O sistema brasileiro de precedentes e seus reflexos na área da propriedade industrial

CONFLITOS
Nesse particular, parece-nos claro que, nos conflitos entre o titular de uma marca registrada e um suposto infrator sem registro concedido pelo INPI, a justiça estadual é competente para decidir a questão. Porém, quando o conflito envolver duas empresas com registros concedidos pelo INPI, a justiça federal será a competente para dirimir a controvérsia. Caso contrário, a justiça estadual estaria, por via oblíqua, esvaziando os efeitos de um registro marcário e usurpando a competência exclusiva da justiça federal.
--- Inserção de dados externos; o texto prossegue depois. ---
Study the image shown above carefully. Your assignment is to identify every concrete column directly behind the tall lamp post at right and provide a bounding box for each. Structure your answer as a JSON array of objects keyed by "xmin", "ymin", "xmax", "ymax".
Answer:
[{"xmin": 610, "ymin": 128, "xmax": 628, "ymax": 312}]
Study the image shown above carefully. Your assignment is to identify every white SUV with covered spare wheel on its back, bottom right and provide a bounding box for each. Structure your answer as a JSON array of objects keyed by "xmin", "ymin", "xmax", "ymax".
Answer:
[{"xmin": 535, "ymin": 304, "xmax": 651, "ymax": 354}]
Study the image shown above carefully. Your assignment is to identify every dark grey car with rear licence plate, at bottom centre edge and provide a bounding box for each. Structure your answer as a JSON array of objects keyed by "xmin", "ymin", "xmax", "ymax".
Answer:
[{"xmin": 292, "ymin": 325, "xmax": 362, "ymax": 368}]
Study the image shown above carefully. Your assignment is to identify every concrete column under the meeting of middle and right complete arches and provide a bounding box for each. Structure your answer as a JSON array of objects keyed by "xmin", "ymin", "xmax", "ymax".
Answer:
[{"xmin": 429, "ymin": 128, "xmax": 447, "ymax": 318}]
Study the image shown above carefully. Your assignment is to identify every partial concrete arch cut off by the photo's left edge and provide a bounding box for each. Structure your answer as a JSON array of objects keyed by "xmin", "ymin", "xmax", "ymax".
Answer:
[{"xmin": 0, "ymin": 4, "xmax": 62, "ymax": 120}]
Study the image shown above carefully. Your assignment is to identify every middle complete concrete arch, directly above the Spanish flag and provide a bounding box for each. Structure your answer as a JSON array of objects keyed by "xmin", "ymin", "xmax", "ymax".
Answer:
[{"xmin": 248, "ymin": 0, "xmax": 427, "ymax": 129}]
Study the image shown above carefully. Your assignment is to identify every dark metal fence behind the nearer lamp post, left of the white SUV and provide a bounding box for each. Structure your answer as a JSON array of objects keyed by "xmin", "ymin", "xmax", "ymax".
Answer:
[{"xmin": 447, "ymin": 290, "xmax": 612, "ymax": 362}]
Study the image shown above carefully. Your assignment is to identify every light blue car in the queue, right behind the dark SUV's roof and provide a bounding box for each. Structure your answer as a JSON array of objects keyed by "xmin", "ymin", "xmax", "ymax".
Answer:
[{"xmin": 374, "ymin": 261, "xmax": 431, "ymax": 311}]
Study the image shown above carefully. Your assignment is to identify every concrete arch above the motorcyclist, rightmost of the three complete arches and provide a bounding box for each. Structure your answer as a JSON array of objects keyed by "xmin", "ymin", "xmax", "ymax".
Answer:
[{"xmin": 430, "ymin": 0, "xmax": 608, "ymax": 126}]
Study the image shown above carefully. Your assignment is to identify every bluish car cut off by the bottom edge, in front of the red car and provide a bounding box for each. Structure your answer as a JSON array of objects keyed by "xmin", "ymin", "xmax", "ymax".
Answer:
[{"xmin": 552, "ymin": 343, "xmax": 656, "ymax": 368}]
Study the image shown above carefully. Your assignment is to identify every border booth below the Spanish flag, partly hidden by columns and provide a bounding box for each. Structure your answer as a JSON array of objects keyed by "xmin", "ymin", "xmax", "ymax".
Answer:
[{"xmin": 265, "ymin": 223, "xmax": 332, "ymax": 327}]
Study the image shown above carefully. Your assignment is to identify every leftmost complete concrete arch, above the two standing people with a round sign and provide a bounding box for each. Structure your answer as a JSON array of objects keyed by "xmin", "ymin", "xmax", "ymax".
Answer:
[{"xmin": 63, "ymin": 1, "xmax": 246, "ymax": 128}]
Quanto ao segundo ponto a ser analisado pelo STJ, entendemos que a justiça estadual é competente para julgar as ações de concorrência desleal com base em trade dress, pois a discussão não pressupõe a análise de eventual nulidade dos signos distintivos, mas sim o exame da alegada prática desleal, materializada pela imitação ou reprodução indevida da identidade visual de determinado produto/serviço.

Muitas outras controvérsias na área da propriedade industrial também deveriam ser pacificadas, clareando o horizonte dos litigantes.

Uma delas, por exemplo, versa sobre a regra de competência para as ações de infração de marca com pedido indenizatório. A discussão reside em saber se deve ser aplicada a regra geral do foro do domicílio do réu (art. 94 do CPC/73 – art. 46 do NCPC) ou se pode ser invocado o local do ato ou do fato, ou mesmo o foro de domicílio do autor (artigo 100, V, “a”, e § único do CPC/73 – art. 53, IV, “a”, e V, do NCPC).

Depois de algumas decisões conflitantes no âmbito do STJ, o tema foi equalizado no julgamento dos Embargos de Divergência nº 783.280/RS, prevalecendo a regra do foro especial. Porém, como o julgamento não ocorreu sob a sistemática dos recursos repetitivos, não há que se falar em efeito vinculante do decisum, o que ainda abre espaço para decisões contraditórias em casos análogos.

Na área das patentes, a discussão sobre o prazo de vigência das patentes pipeline foi equacionada pela Segunda Seção do STJ, no julgamento do REsp nº 731.101/RJ, consignando- se que “a Lei de Propriedade Industrial, em seu art. 230, § 4º, c/c o art. 40, estabelece que a proteção oferecida às patentes estrangeiras, chamadas patentes pipeline, vigora ‘pelo prazo remanescente de proteção no país onde foi depositado o primeiro pedido’, até o prazo máximo de proteção concedido no Brasil – 20 anos – a contar da data do primeiro depósito no exterior, ainda que posteriormente abandonado”.

JULGADOS
Embora o decisum possa ser uma diretriz para os magistrados, não foi proferido em sede de recurso repetitivo e, portanto, não tem efeito vinculante.

Além disso, a discussão exige maior reflexão e ampla participação plural da sociedade, não apenas em razão da mens legis do legislador da LPI, mas também por conta dos valores constitucionais em jogo, o que justifica a reabertura dos debates.

Outro tema recorrente nos tribunais que merece ser enfrentado envolve o chamado direito de precedência ao registro de marca (art. 129, § 1º, e 158 da LPI). A jurisprudência é vacilante. Existem julgados reconhecendo que o direito de precedência pode ser manifestado judicialmente, após a concessão do registro (TRF2 – AC nº 2009.51.01.813202- 0), e outros arestos defendendo que o direito de precedência deve ser necessariamente manifestado antes da concessão do registro de terceiro (TRF2 – AC nº 0029525- 38.2012.4.02.5101).

Antes de encerrar, um último comentário: consideramos que a valorização dos precedentes não fomenta o chamado imobilismo jurisprudencial. Isso porque, existem técnicas – importadas da common law – de superação dos entendimentos (overruling e overriding) e de confronto do paradigma com caso concreto (distinguishing), que podem ser invocadas pelas partes e pelos julgadores, sempre de forma fundamentada.